To complicate matters even further, there are numerous methods for quantification of naphthenic acids, most of which typically fail to provide consistent results. For example, the ASTM procedures for determination of Total Acid Number (TAN) are often sensitive to compounds commonly found in crudes (e.g., ASTM D974 or ASTM D664). Furthermore, these ASTM methods typically fail to differentiate between naphthenic acids, phenols, and other acids, organic and inorganic, present in the crude.
Other known procedures require removal of sulfurous compounds (sulfur tends to influence naphthenic acid corrosion) to provide analysis of the TAN number, such as UOP 565 (a potentiometric method), or UOP 587 (a colorimetric method). While such procedures typically provide at least some meaningful analysis of the sample under investigation, the influence of sulfur in the crude on the corrosivity can only be estimated as the sulfur is removed prior to analysis.

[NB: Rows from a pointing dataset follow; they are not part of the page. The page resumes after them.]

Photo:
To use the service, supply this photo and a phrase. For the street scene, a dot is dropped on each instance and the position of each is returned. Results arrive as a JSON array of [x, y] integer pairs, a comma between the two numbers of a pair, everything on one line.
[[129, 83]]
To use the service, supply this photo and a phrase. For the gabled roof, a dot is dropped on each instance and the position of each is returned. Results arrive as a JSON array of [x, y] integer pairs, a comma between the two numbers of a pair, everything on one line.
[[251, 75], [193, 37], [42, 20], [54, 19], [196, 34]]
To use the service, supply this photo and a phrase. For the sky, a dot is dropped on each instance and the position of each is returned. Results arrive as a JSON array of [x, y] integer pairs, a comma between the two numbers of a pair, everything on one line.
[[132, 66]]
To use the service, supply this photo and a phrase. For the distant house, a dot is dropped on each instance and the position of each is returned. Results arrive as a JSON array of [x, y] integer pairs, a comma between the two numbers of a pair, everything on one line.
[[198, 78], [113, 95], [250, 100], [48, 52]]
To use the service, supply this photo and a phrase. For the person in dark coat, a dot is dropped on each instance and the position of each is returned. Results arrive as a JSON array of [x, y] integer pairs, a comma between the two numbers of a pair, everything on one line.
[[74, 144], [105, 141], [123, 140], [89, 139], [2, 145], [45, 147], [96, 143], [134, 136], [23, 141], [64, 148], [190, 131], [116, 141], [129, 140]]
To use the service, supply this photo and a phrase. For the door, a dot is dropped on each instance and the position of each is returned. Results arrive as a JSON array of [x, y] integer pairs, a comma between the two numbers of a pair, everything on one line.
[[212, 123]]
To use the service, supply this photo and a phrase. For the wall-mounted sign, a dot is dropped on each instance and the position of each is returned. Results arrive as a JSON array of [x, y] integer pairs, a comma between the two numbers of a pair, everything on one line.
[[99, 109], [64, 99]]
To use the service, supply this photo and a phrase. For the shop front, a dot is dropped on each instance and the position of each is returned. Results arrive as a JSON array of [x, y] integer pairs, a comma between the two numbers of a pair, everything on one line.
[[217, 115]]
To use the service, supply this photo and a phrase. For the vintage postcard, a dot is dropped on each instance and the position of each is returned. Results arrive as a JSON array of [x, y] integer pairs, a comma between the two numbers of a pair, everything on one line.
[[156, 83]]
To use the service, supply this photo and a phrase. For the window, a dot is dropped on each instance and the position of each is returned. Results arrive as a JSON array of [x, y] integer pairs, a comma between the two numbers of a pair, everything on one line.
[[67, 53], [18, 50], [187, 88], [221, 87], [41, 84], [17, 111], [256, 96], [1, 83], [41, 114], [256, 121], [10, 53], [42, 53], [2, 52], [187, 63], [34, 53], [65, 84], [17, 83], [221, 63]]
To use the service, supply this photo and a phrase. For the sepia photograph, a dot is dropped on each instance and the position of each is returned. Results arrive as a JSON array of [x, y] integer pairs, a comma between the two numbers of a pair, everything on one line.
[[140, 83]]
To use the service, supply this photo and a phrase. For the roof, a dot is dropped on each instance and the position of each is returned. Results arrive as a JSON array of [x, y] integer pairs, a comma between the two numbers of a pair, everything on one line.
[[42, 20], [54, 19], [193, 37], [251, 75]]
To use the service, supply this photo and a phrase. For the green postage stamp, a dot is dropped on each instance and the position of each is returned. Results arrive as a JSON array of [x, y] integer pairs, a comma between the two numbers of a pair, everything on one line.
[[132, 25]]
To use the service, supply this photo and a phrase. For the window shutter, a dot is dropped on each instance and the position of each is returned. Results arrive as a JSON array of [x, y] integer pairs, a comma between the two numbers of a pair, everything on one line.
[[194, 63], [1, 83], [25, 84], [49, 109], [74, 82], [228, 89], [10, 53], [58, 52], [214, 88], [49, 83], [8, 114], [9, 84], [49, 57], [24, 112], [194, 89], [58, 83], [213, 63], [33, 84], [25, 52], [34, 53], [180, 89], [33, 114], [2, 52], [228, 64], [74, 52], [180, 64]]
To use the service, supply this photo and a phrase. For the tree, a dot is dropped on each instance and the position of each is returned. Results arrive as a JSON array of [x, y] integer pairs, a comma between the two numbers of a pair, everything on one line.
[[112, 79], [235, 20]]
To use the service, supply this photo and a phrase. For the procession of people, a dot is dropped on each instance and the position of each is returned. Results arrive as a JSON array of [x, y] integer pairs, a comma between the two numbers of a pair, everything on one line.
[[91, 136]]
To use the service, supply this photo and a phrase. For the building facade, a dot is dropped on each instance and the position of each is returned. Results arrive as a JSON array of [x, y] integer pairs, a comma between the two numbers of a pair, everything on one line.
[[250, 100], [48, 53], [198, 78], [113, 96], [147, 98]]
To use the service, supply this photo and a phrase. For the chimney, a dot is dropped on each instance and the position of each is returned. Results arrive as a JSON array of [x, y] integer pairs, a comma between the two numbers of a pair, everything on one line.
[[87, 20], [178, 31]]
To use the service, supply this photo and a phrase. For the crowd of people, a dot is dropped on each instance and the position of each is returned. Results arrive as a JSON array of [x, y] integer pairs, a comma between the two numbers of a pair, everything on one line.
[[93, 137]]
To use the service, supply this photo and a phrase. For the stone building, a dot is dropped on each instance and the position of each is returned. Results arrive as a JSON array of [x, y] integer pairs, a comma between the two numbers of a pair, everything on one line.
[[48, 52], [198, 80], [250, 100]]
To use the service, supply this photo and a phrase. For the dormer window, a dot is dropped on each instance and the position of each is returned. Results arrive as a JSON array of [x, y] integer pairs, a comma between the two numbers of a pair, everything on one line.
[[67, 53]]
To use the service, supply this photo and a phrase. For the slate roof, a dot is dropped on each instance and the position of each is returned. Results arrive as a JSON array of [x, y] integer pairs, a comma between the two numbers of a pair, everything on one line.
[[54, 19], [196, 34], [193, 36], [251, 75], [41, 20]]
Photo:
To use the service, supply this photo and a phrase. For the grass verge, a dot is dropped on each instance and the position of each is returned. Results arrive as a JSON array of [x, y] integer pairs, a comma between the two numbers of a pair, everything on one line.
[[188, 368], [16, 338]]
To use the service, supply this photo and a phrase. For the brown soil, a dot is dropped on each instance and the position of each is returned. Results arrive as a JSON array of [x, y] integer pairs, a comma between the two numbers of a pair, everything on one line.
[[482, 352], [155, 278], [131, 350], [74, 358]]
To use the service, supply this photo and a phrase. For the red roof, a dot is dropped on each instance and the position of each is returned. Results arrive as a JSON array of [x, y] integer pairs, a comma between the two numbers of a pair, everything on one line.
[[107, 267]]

Evaluation of corrosivity is primarily by a classical model considering Total Acid Number (TAN), with TAN assigned based on milligrams of KOH required to neutralize a one gram sample of crude. If TAN is greater than 0.5 in feedstock or greater than 1.5 in side streams, a crude is commonly considered corrosive. Therefore, various refiners protect their plants by blending high naphthenic acid crudes with low acid crudes to a predetermined TAN number (e.g., below 0.5 for crudes or 1.5 for cuts), or by avoiding refining of crudes suspected of having relatively high quantities of naphthenic acids. Alternatively, the equipment may be constructed using corrosion resistant alloys (e.g., Mo-stainless steel), which substantially increases the cost, or corrosion inhibitors may be added, which has other disadvantages. Unfortunately, about 10-20% of the global crudes are now considered as having relatively high naphthenic acid content, and are therefore problematic to sell to refiners. Consequently, there is an unsatisfied need for improved compositions, configurations, and methods of reducing naphthenic acid corrosivity in hydrocarbon materials, and especially in crudes.